Jeanette washed the salad greens. Fodé wrapped the sliced bread in tinfoil and put it in the oven. They worked around one another in the tiny space, each one stepping out of the other's way.

“Tell me about
your
day instead,” he said to her. “Let's think of something better.”

“You want to think about MRI demonstrations in hospital basements?”

Fodé stopped for a moment, then smiled and shook his head. “No, no.” He turned then to his brother-in-law, so pleased to have another opportunity. “What I meant to say is—Albie, please, tell us about your day.”

Albie shifted the weight of his nephew in his arms. He spoke to the baby. “I was stopped by security guards in four buildings today. I showed my ID, was told I could go up, and then I was stopped by a second guard at the elevator who told me I couldn't go up.”

Fodé nodded with appreciation. “This is most impressive for a white man.”

“And I was almost hit by the M16 bus.”

“Stop it,” Jeanette said, putting a bowl of salad in the middle of the table. “No more about your day either.”

“That leaves us with Dayo,” Albie said.

Fodé took the baby from his arms. “Dayo. There is no one I would rather hear from. My son, tell us, was it a beautiful day to be alive?”

“Uncle,” Dayo said, and held out his arms to go back.

Albie, who had lived close to the edge for so long, and at times had strayed past the edge, looked out the window to see the lights shining down from all those countless Brooklyn apartments. He wondered if this was what people were doing—were they making dinners with their family, holding babies, recounting days? Was this what life was like for them?

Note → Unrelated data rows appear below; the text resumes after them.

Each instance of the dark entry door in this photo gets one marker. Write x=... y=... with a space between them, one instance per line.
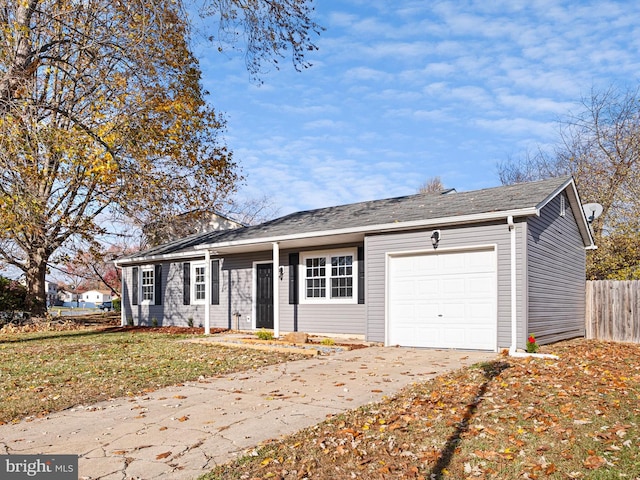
x=264 y=295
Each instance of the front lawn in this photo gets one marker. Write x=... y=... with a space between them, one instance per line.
x=50 y=371
x=514 y=418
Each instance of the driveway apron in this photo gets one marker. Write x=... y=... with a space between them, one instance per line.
x=184 y=431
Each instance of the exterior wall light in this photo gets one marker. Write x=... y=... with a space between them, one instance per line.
x=435 y=238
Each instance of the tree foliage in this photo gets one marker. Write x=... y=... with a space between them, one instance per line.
x=600 y=147
x=103 y=115
x=12 y=295
x=431 y=185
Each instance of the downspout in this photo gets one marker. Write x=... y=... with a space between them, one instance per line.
x=122 y=313
x=276 y=289
x=207 y=291
x=513 y=352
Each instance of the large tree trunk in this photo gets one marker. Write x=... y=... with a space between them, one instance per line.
x=36 y=301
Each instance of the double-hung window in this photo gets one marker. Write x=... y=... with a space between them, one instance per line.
x=199 y=287
x=328 y=277
x=148 y=285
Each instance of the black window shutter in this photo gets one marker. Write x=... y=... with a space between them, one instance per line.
x=186 y=283
x=157 y=285
x=134 y=286
x=294 y=260
x=215 y=282
x=361 y=275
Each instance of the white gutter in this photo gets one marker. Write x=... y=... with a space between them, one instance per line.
x=207 y=292
x=276 y=289
x=442 y=221
x=513 y=352
x=122 y=312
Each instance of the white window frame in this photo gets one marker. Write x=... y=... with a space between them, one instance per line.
x=152 y=300
x=194 y=267
x=327 y=254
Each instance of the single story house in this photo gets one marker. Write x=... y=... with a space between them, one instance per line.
x=91 y=298
x=469 y=270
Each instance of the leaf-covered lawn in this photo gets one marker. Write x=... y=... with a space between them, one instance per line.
x=514 y=418
x=50 y=371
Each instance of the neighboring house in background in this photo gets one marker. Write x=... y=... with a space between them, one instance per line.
x=91 y=298
x=69 y=298
x=469 y=270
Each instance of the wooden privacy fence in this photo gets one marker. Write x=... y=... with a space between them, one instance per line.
x=613 y=310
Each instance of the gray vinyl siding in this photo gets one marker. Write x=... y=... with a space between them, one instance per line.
x=319 y=318
x=236 y=290
x=556 y=262
x=377 y=246
x=171 y=311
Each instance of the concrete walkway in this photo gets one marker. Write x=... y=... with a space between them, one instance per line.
x=184 y=431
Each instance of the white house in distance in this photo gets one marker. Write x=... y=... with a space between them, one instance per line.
x=91 y=298
x=51 y=292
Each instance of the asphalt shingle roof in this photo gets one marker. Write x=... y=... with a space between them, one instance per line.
x=427 y=206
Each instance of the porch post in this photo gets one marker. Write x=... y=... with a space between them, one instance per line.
x=207 y=291
x=276 y=289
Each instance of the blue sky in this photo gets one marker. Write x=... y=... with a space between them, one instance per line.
x=407 y=90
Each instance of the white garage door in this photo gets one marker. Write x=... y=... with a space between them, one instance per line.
x=443 y=300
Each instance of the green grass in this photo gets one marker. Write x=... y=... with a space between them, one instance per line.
x=512 y=418
x=51 y=371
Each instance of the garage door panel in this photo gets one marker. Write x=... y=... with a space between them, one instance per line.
x=443 y=300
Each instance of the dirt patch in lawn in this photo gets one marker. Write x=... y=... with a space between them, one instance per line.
x=520 y=418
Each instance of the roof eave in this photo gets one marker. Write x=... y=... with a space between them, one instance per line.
x=576 y=207
x=381 y=228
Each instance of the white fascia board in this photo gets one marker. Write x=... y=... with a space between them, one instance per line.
x=387 y=227
x=576 y=206
x=155 y=258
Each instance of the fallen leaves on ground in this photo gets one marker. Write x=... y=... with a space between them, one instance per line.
x=512 y=418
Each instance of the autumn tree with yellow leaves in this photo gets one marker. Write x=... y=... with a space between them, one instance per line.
x=102 y=114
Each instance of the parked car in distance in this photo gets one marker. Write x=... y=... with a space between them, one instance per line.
x=106 y=306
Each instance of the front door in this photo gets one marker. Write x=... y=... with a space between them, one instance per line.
x=264 y=295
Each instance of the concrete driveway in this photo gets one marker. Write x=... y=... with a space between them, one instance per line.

Albie's bicycle was an amalgamation of so many different replacement parts it could no longer rightfully be called a Schwinn. It was
his job to deliver small packages and notarized insurance forms and promising manuscripts. Sometimes it was a contract and he was to wait for a signature before riding it back to where it had come from. Sometimes he was asked to sign as a witness. New York was the land of limitless deliveries. There was always someone who had something that needed to be someplace else, and so the day went on until he stopped it. He cut in front of buses and between taxis, startled drivers from Connecticut like the Goddamn Boy on a Bike he had once been. The tourists saw him bearing down on them and hung to the curb. When he arrived at his destination, he lifted his bike onto his shoulder like it was his younger brother and carried it with him into the elevator. While Albie was three inches taller than his father, he was only very tall and not extraordinarily tall. He was, however, extraordinarily thin, and the thinness gave him the illusion of additional height. Often the receptionists would blanch ever so slightly to see Albie approaching their desk with a manila envelope in his hand, the bicycle wearing a dent into his acromion. He was a living skeleton with his black tattoos and his thick black braid, like Death himself had come for them, ready to ride them out on his handlebars.

“You should consider upping your caloric intake,” Jeanette said when he came limping back into the apartment in the evenings.

“Occupational hazard,” he said. True and not true—he'd seen some fat messengers in his day.

Albie made money, and after a couple of months of thinking he would leave tomorrow or the next day, he started giving half of it to Jeanette for rent and coffee and wine and Dayo's education or her education. The other half he changed into hundreds and folded into the zipper compartment of his duffel. He had tried to give the money to Fodé first but Fodé wouldn't even look at it. The next day he waited for his sister at the subway station and
gave it to her instead. Jeanette nodded and pushed the bills into her pocket.